Much of what JWST has revealed about the early universe seems to support the idea that supermassive black holes formed from more massive “seeds,” not ordinary collapsed stars, but there’s not enough evidence yet to settle the debate.

“In my view, we currently can not yet discriminate between these scenarios,” Matthee tells Inverse.

What’s Next?

To do that, astrophysicists will need more data. Matthee and his team want to measure the conditions in which these early black holes formed: the mass of the stars in their host galaxies, the amount of heavy elements in the galaxy’s ingredients list, and whether there’s galactic wind. They’re also curious about whether these precociously-large supermassive black holes tend to form in galaxy clusters or less-populated cosmic neighborhoods.

Over the next couple of years, Matthee and his team have booked more time on JWST, which they’ll use to search for more “little red dots” even farther away — and farther back in time.

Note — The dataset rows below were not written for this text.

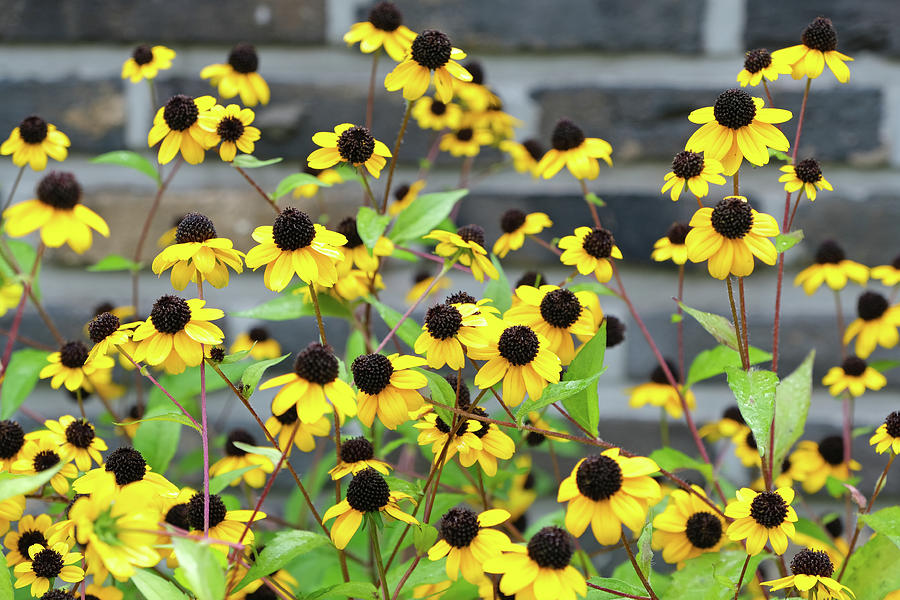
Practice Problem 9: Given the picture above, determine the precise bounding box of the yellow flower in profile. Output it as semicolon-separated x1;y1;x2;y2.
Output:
147;94;216;165
245;206;347;292
200;104;260;162
3;171;109;254
684;196;780;279
0;115;72;171
344;2;416;62
322;468;419;550
822;356;887;397
493;208;553;258
200;43;269;106
535;119;612;179
384;29;472;104
737;48;793;87
794;240;874;296
122;44;175;83
306;123;391;179
559;227;622;283
132;295;225;374
772;17;853;83
684;88;793;175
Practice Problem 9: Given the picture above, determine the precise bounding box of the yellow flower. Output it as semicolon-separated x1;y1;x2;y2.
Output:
306;123;391;179
772;17;853;83
344;2;416;62
493;208;553;258
822;356;887;397
428;506;512;585
535;119;612;179
122;44;175;83
0;115;72;171
200;104;260;162
245;206;347;292
684;88;793;175
350;354;428;429
559;227;622;283
660;150;725;202
737;48;792;87
322;468;419;550
652;485;725;564
684;196;779;279
132;295;225;374
200;44;269;106
3;171;109;254
147;94;216;165
384;29;472;104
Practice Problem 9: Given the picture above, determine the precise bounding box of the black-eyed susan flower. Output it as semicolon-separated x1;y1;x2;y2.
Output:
556;448;661;544
684;88;793;175
428;506;512;584
122;44;175;83
762;548;856;600
725;488;797;556
147;94;216;165
151;212;244;290
384;29;472;103
535;119;612;179
684;196;779;279
132;295;225;373
259;342;356;424
322;468;419;550
772;17;853;83
200;104;260;162
200;43;269;106
0;115;72;171
483;526;587;600
822;356;887;396
350;354;428;429
245;206;347;292
559;227;622;283
344;2;416;62
652;485;725;564
493;208;553;258
844;292;900;358
503;285;603;365
3;171;109;254
628;360;697;419
13;540;84;598
469;325;561;406
209;429;275;488
869;410;900;454
423;224;500;281
413;304;489;371
737;48;793;87
794;240;874;296
328;436;391;479
306;123;391;179
660;150;725;202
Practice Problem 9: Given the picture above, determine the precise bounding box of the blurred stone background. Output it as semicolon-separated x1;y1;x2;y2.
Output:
0;0;900;508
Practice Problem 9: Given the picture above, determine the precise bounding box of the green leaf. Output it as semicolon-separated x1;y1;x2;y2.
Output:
768;350;816;478
91;150;161;185
234;530;331;592
131;569;187;600
231;154;284;169
775;229;803;252
725;367;778;456
356;206;391;254
172;536;225;600
388;189;469;244
241;352;291;398
0;348;50;419
87;254;142;272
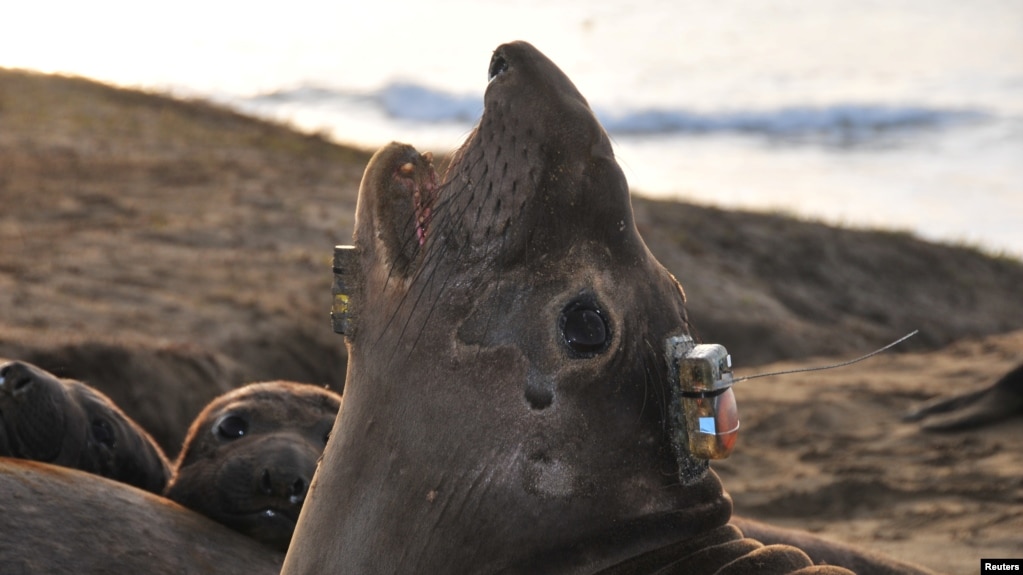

“We want to extend the population of ‘baby quasars’ that we know of,” says Matthee. “By finding new ones even earlier in time, we should witness them closer to their birth, meaning we can learn more about their formation conditions. The same may be learned by finding even lower mass supermassive black holes, with masses ~100,000-1,000,000 times the Sun, and characterizing the properties of the galaxies they formed in.”